Millions of putative transcriptional regulatory elements (TREs) have been cataloged in the human genome, yet their functional relevance in specific pathophysiological settings remains to be determined. This is critical to understand how oncogenic transcription factors (TFs) engage specific TREs to impose transcriptional programs underlying malignant phenotypes. Here, we combine cutting edge CRISPR screens and epigenomic profiling to functionally survey ≈15,000 TREs engaged by estrogen receptor (ER). We show that ER exerts its oncogenic role in breast cancer by engaging TREs enriched in GATA3, TFAP2C, and H3K27Ac signal.

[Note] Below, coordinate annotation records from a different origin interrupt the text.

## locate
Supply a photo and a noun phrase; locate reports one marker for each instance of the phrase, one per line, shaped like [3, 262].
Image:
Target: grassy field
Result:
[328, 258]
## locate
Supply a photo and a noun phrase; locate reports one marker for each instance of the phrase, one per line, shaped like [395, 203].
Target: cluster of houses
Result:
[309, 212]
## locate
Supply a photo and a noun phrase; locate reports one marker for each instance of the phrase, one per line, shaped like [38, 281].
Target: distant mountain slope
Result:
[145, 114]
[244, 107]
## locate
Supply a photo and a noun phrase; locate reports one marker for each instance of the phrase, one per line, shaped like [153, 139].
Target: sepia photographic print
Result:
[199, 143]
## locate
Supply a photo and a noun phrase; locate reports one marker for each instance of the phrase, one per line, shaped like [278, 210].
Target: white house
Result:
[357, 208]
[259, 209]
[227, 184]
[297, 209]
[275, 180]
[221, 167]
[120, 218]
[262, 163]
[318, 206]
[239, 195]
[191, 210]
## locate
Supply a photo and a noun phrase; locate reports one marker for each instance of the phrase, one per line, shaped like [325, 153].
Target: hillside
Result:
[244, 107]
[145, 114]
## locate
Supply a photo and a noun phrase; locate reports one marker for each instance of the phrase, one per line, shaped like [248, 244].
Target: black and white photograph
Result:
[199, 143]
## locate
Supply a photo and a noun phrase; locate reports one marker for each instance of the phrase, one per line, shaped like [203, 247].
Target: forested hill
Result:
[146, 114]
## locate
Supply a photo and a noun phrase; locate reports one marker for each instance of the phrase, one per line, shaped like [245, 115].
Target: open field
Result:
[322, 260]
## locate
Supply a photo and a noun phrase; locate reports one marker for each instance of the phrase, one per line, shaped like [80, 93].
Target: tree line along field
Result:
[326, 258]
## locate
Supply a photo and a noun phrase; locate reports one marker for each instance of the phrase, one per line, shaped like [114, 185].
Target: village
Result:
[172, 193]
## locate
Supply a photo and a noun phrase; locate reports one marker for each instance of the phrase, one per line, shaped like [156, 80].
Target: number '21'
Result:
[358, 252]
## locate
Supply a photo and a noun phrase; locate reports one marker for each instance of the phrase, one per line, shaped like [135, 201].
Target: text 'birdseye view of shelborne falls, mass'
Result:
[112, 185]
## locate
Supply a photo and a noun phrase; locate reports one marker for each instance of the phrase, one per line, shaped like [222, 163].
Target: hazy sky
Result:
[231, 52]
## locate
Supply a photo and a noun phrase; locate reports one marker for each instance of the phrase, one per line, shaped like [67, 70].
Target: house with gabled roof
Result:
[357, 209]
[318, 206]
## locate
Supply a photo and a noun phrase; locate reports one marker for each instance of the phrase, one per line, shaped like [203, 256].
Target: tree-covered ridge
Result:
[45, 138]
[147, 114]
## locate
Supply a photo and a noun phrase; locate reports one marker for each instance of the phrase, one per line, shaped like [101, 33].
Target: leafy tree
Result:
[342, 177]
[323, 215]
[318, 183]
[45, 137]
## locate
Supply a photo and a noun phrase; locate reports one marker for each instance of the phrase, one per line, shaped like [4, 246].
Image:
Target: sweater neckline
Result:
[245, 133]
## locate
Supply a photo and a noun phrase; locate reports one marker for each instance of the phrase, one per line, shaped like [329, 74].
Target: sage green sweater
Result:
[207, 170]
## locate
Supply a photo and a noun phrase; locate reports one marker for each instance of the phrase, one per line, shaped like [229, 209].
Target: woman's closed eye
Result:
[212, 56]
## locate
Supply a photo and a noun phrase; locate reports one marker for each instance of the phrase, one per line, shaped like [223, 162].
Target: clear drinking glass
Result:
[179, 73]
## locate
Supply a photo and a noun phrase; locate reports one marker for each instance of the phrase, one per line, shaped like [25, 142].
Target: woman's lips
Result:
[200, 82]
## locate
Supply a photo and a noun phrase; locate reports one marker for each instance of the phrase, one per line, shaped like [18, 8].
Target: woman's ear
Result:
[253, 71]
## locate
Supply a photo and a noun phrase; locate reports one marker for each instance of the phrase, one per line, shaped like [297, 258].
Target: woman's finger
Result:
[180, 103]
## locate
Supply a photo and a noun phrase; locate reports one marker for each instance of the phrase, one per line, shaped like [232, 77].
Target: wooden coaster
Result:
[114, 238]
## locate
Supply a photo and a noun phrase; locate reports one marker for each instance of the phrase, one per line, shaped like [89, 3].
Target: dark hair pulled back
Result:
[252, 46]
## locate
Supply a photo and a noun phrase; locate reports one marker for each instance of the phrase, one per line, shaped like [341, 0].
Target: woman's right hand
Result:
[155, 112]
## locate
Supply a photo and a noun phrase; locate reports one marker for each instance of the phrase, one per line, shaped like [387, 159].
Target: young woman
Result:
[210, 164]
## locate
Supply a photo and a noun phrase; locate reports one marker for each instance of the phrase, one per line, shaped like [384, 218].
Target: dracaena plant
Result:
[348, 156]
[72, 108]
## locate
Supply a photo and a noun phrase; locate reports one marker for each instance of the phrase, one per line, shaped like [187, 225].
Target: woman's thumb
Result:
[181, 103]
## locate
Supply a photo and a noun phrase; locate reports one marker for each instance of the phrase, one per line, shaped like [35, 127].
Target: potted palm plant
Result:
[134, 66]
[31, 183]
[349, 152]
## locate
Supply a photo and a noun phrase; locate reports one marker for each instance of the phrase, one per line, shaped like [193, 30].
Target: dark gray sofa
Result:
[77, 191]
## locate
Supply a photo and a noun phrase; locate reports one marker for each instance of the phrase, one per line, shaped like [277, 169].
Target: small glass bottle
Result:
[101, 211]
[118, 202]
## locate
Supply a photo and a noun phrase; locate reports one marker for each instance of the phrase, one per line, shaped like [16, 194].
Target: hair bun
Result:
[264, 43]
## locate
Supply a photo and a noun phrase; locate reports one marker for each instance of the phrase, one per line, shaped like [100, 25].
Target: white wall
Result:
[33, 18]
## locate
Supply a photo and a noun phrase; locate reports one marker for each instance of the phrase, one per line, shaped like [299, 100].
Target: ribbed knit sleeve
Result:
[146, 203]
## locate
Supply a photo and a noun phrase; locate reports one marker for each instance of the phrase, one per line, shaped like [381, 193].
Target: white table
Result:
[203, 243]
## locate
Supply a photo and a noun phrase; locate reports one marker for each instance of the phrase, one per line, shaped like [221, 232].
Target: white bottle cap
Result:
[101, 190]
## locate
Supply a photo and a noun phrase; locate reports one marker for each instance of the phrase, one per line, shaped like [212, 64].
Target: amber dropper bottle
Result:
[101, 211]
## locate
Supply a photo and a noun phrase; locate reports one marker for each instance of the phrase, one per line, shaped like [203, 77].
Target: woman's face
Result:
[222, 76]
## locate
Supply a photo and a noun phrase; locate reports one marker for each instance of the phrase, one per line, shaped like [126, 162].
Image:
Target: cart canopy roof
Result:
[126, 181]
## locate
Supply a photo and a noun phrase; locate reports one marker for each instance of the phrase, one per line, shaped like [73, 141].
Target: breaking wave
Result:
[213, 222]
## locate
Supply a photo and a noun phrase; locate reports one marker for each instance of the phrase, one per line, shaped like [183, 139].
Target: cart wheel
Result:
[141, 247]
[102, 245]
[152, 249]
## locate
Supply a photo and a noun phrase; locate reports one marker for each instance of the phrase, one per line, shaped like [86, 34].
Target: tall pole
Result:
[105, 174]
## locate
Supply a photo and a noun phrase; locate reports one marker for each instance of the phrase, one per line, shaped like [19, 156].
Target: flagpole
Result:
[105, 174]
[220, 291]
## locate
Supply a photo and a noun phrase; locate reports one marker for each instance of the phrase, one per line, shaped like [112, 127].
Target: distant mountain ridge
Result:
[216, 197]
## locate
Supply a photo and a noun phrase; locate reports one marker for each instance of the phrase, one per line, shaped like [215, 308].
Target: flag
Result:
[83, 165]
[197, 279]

These TREs control critical downstream TFs, among which TFAP2C plays an essential role in ER-driven cell proliferation. Together, our work reveals novel insights into a critical oncogenic transcription program and provides a framework to map regulatory networks, enabling to dissect the function of the noncoding genome of cancer cells.

Methods

ChIP-seq was performed as previously described (Galli, G.G., et al., Mol Cell, 2015. 60(2): p. 328-37). Briefly, cells were cross-linked in 1% formaldehyde for 10 minutes at room temperature after which the reaction was stopped by addition of 0.125M glycine. Cells were lysed and harvested in ChIP buffer (100 mM Tris at pH=8.6, 0.3% SDS, 1.7% Triton X-100, and 5 mM EDTA) and the chromatin disrupted by sonication using a EpiShear sonicator (Active Motif) to obtain fragments of average 200-500 bp in size. Chromatin extracts were incubated for 16 hours with the following antibodies: ER (Cell Signaling, 13258), FOXA1 (Cell Signaling, 58613), GATA3 (Cell Signaling, 5852), CTCF (Cell Signaling, 2899), H3K27ac (Cell Signaling, 8173) and H3K4me1 (Cell Signaling, 5326). Immunoprecipitated complexes were recovered using Protein G Dynabeads (Invitrogen) and DNA was recovered by reverse-crosslinking and purified using SPRI Select beads (Beckman Coulter). Libraries for ChIP-sequencing were generated using Ovation® Ultralow Library System V2 (NuGEN) and barcodes were added using NEBNext Multiplex Oligos for Illumina (NEB, Index Primers Set 1) according to the manufacturer’s recommendation. All next-generation sequencing experiments were run on a HiSeq2500 (Illumina). Fastq files were aligned to a human reference genome (hg38) using bowtie2 v2.3.4.1 and sorted using samtools v1.8. Duplicates were marked and removed using Picard MarkDuplicates v2.18.7 (http://broadinstitute.github.io/picard), and low quality mapped reads (below 20) were removed using samtools. Samtools view was used to retain reads mapping to human chromosomes and to discard reads mapping to chrM for ATAC-seq samples. Deeptools was used to generate RPKM-normalized bigwig files.